La presentazione di dichiarazioni dei redditi errate, di cui il contribuente chiede poi la correzione, non costituisce materiale con valore probatorio e non determina l'inversione dell'onere della prova per quanto riguarda l'obbligo di contribuzione all'Inps da parte di un socio accomandatario di una accomandita semplice.

Con l'ordinanza 21511/2018, la Corte di cassazione ha accolto il ricorso di una imprenditrice che per più anni ha presentato dichiarazioni dei redditi errate in relazione alla sua posizione di socia accomandataria di una società presso cui non ha svolto alcuna attività. A fronte delle dichiarazioni dei redditi, però, l'Inps ha preteso il pagamento dei contributi in favore della gestione commercianti, anche se l'imprenditrice, una volta resasi conto degli errori, ha chiesto la rettifica delle stesse in autotutela all'agenzie delle Entrate e all'istituto di previdenza.

Il tribunale ha respinto la richiesta dell'Inps, mentre la Corte d'appello ha ritenuto che la rettifica delle dichiarazione sia stata presentata oltre il termine di decadenza (articolo 2 del Dpr 322/1998) «con conseguente consolidamento del titolo sottostante alla (legittima) pretesa creditoria dell'istituto» e che le dichiarazioni errate determinavano l'inversione dell'onere della prova. Cioè era l'imprenditrice a dover dimostrare di non aver svolto attività nella società, e non l'Inps a fare il contrario.

Quanto al termine per correggere gli errori, la Cassazione rileva che in, sede di contenzioso, il contribuente indipendentemente da modalità e termini della dichiarazione integrativa «può sempre opporsi alla maggiore pretesa tributaria dell'amministrazione finanziaria, allegando errori, di fatto o di diritto, commessi nella redazione della dichiarazione», non avendo quest'ultima carattere negoziale o dispositivo. Dato che il contribuente nel caso specifico ha evidenziato la presenza di errori nelle dichiarazioni, il giudice non avrebbe potuto attribuire alle stesse alcun valore di prova e tanto meno invertire l'onere della prova.
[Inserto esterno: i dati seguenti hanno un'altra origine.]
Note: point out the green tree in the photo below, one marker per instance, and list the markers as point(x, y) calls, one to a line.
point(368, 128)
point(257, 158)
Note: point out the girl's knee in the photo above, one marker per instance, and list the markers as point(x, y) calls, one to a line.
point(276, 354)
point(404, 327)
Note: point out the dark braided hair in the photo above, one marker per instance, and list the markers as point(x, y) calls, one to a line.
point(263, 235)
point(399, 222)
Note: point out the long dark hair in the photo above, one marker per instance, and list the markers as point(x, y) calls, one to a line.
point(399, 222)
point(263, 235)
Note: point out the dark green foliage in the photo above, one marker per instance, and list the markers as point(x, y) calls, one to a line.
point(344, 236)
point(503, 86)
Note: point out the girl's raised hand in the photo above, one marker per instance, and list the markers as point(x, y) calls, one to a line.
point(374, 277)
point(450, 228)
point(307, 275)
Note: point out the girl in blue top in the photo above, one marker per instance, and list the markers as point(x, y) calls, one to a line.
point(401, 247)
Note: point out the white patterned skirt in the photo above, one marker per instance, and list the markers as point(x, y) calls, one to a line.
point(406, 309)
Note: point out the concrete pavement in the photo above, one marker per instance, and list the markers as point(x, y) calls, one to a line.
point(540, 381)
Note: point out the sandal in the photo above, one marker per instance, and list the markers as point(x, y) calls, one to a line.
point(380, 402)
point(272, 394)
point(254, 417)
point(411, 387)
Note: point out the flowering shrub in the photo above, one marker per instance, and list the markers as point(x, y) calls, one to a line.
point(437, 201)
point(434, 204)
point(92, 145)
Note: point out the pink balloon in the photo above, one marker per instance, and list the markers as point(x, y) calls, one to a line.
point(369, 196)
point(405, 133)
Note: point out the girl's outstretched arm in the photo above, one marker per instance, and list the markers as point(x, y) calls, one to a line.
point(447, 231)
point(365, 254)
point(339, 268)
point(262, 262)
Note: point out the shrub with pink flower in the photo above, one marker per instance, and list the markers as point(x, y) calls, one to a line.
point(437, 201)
In relazione alle società in accomandita semplice la Suprema corte ricorda che «la qualità di socio accomandatario non è sufficiente a far sorgere l'obbligo di iscrizione nella gestione assicurativa degli esercenti attività commerciali, essendo necessaria anche la partecipazione personale al lavoro aziendale, con carattere di abitualità e prevalenza, la cui prova è a carico dell'istituto assicuratore».